TL;DR
Manifest is an open-source smart model router for personal AI agents. It sits between your agent and your LLM providers, scores each request with a 23-dimension algorithm in under 2ms, and routes it to the cheapest model that can actually handle the query. Simple questions go to fast, cheap models. Hard problems go to expensive ones.

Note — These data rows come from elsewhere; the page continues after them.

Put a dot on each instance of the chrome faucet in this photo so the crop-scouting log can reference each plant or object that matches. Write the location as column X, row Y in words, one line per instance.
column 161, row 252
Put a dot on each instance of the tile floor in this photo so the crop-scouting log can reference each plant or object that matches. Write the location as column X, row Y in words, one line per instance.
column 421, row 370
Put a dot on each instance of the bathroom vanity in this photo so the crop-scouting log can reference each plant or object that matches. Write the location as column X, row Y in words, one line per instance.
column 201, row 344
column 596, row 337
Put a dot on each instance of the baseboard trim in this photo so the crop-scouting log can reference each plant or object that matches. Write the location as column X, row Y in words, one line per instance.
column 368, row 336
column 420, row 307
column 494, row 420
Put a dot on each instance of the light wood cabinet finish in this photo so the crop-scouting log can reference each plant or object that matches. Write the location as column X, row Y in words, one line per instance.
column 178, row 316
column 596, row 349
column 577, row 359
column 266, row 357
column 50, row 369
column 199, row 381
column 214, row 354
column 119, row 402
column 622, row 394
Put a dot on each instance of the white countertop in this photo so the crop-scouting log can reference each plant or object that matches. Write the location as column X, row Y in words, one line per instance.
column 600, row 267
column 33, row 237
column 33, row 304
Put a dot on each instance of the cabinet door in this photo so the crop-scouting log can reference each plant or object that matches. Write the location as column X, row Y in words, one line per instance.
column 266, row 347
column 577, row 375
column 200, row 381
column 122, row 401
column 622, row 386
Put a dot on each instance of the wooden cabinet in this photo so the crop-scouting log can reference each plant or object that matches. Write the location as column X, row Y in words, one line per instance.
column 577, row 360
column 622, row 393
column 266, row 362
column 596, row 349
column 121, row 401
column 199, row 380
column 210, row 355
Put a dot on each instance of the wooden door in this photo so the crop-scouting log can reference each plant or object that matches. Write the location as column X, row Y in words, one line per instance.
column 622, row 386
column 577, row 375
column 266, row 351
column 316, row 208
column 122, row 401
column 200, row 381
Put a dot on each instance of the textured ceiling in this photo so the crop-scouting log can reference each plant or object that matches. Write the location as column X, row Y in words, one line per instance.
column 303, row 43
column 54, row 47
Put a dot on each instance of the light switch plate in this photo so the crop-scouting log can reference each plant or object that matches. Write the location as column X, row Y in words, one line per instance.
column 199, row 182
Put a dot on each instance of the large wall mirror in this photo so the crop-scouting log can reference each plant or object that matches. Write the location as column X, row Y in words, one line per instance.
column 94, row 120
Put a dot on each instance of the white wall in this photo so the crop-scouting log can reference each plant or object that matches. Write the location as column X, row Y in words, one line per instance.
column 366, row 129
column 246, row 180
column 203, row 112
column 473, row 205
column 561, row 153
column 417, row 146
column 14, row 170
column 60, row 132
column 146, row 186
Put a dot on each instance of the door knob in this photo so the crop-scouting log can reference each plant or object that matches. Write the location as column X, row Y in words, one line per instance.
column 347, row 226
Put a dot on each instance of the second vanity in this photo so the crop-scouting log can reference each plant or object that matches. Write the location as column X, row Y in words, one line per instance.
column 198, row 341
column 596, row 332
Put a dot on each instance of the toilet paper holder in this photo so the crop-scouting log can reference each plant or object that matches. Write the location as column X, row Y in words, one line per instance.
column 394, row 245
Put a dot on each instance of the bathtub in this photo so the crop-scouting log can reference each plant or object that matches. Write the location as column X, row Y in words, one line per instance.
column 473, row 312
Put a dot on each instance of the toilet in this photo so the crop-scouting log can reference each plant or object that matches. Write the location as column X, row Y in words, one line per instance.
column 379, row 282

You save money without thinking about it.
- 5,512 GitHub stars (1,138 new this week — #1 trending AI infra repo)
- MIT licensed — fully open, self-hostable, no proprietary cloud lock-in
- 300+ models across OpenAI, Anthropic, Gemini, DeepSeek, xAI, Mistral, Qwen, MiniMax, Kimi, Z.ai, GitHub Copilot, OpenRouter, and Ollama
- Docker-first — one-command install, Postgres + app stack auto-configured
- Subscription aware — can route through ChatGPT Plus, Claude Max, Copilot, GLM Coding Plan, etc. instead of paying per-token
- 4 complexity tiers (Simple → Standard → Complex → Reasoning) plus specialized tiers (Coding, Vision), each with up to 5 fallbacks
- No middleman fee — unlike OpenRouter’s 5% cut, Manifest is free and local
- Transparent routing — every decision is logged with tokens, cost, model, and reasoning
- Honest limitation — still in beta, the scoring heuristics are opinionated, and setting up 10 providers means managing 10 API keys
If you’re running agents on your own machine (OpenClaw, Hermes, Open Interpreter, or anything that makes a lot of LLM calls), Manifest is the most interesting piece of infrastructure to land in 2026 so far.

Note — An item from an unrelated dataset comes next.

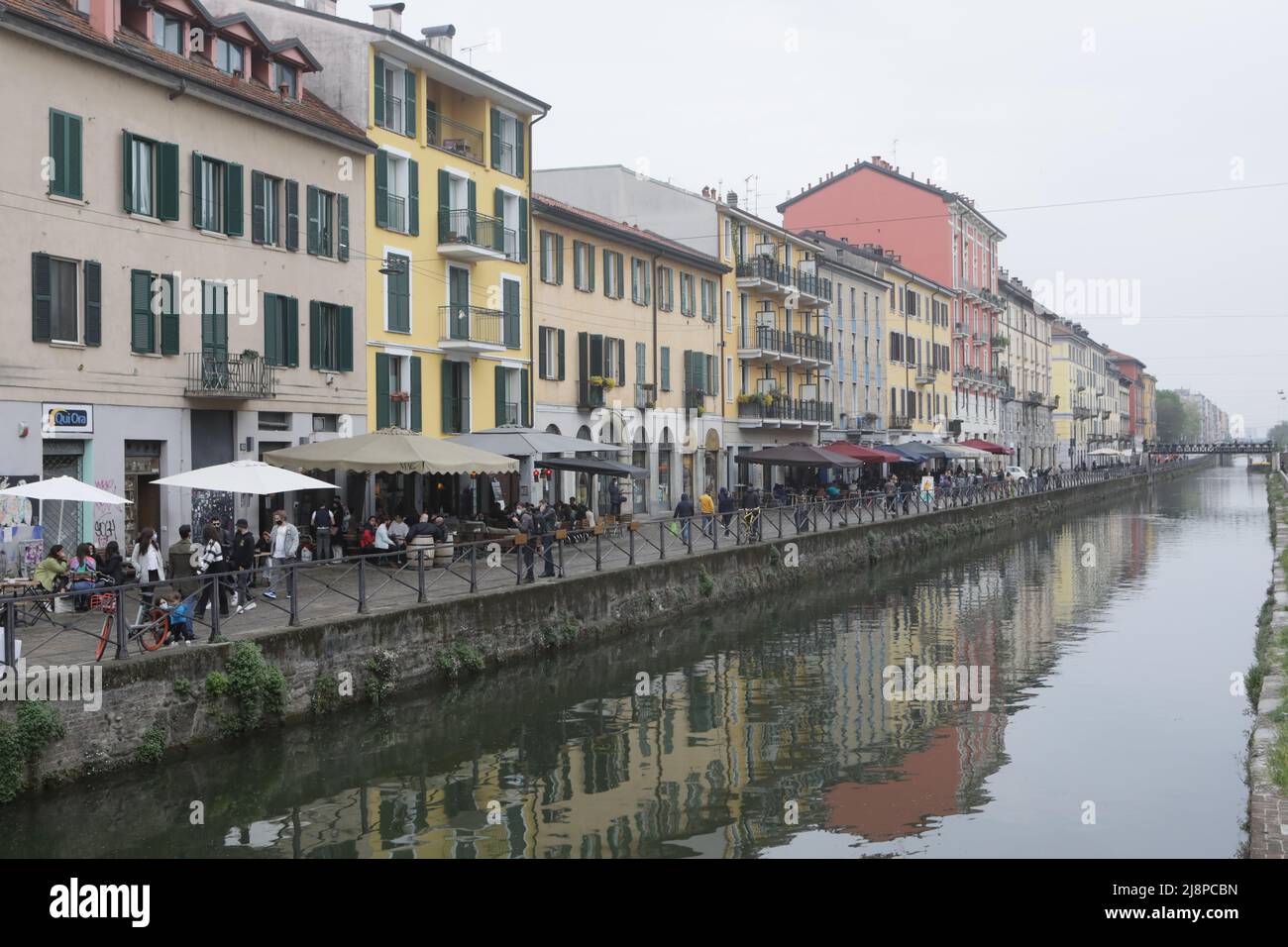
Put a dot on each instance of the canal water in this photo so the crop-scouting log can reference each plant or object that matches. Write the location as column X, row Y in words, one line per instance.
column 1109, row 642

The Problem Manifest Solves
If you run a personal AI agent for more than a few hours a day, you’ve probably had the same moment of dread: you open your Anthropic or OpenAI dashboard and your bill for the month is bigger than your Netflix, Spotify, and ChatGPT Plus combined.
The reason isn’t that the models are too expensive. The reason is that you’re sending every request to the same expensive model, regardless of whether that request needs a frontier reasoner or a cheap summarizer.
- “What time is it in Tokyo?” → GPT-5 Pro at $15/M input tokens
- “Summarize this paragraph” → Claude Opus 4.7 at $15/M input tokens
- “Refactor this 800-line file with three interacting bugs” → same Claude Opus 4.7
The first two should cost fractions of a cent. Today, most agents charge you the same rate as the third. Manifest fixes that.
LLM routing isn’t a new idea — Martian and RouteLLM have been around since 2024. What’s new is that Manifest ships a production-grade, MIT-licensed, self-hosted version with 300+ models and support for the flat-rate subscriptions most developers already pay for. If you already have Claude Max ($200/mo) and ChatGPT Plus ($20/mo), Manifest can route eligible requests through those subscriptions first and only fall back to pay-per-token when you’ve burned through your quota. That single feature can take a $400/month bill to $20.
Installing Manifest
Manifest is Docker-only. The legacy npm install manifest package has been deprecated and is no longer published — if you see old tutorials recommending npm install, ignore them.
One command:
bash <(curl -sSL https://raw.githubusercontent.com/mnfst/manifest/main/docker/install.sh)
The installer downloads a docker-compose.yml into ~/manifest, generates a secret, and brings up the stack (app + Postgres). First boot takes 1–2 minutes while it pulls images.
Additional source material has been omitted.